The Kingdom of Saudi Arabia (in Arabic, al-Mamlaka al-Arabiya as-Saudiya ) occupies most of the Arabian Peninsula, the original homeland of the Arab people and of Islam. The cultural identities Saudi Arabian citizens express are principally those of Muslim and Arab, linking them to millions of people beyond the nation's borders. They also identify with the contemporary state and its national culture; the country's name links the ruling dynasty, Al Saud, with the state's cultural and geographic setting.
Identities connected to the traditional ways of life of the Bedouin and of oasis-dwelling farmers, fishers, craftspeople and artisans, and merchants, caravaneers, and long-distance traders remain in force even as economic changes have transformed or ended those ways of life. Regional and kin-based tribal and clan identities are shared among Saudi Arabian citizens.

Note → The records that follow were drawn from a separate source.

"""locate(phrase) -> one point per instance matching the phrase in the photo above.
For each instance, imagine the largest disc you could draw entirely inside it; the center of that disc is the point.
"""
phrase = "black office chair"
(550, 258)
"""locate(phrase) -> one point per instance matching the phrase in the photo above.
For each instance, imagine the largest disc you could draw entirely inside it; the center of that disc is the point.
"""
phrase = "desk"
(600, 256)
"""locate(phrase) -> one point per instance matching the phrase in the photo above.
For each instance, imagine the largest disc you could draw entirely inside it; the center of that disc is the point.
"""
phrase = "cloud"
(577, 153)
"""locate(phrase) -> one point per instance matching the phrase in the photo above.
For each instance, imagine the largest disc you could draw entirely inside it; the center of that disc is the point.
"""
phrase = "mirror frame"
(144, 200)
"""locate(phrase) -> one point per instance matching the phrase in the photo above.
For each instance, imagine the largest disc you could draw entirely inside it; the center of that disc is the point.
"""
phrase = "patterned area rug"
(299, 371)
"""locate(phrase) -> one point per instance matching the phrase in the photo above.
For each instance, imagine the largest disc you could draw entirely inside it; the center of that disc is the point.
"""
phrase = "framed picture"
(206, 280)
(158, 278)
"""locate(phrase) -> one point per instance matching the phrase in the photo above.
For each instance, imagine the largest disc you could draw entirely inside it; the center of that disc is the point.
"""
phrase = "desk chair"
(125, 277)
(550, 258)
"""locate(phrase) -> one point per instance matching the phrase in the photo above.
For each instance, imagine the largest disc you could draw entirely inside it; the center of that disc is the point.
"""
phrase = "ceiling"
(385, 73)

Saudi Arabia occupies 868,730 square miles (2,250,000 square kilometers). It is bounded on the east by the Arabian (Persian) Gulf; on the west by the Red Sea; to the south and southeast by Yemen, Oman, the United Arab Emirates, and Qatar; and to the north and northeast by Jordan, Iraq, and Kuwait. Saudi Arabia has a hot desert climate with high humidity on the coastal fringes. Rainfall is scarce except in the area of Asir, where it is sufficient for agriculture on terraced farms and upper slopes and alluvial planes.
Rainfall is adequate for the nomadic herding of sheep, goats, and camels and for the sustenance of nondomesticated desert fauna, but crop production is dependent on irrigation from underground aquifers. Saudi Arabia has no rivers or permanent bodies of water other than artificial lakes and pools. Wadis, the dry beds of ancient rivers, sometimes flow with runoff from downpours and seep with underground water.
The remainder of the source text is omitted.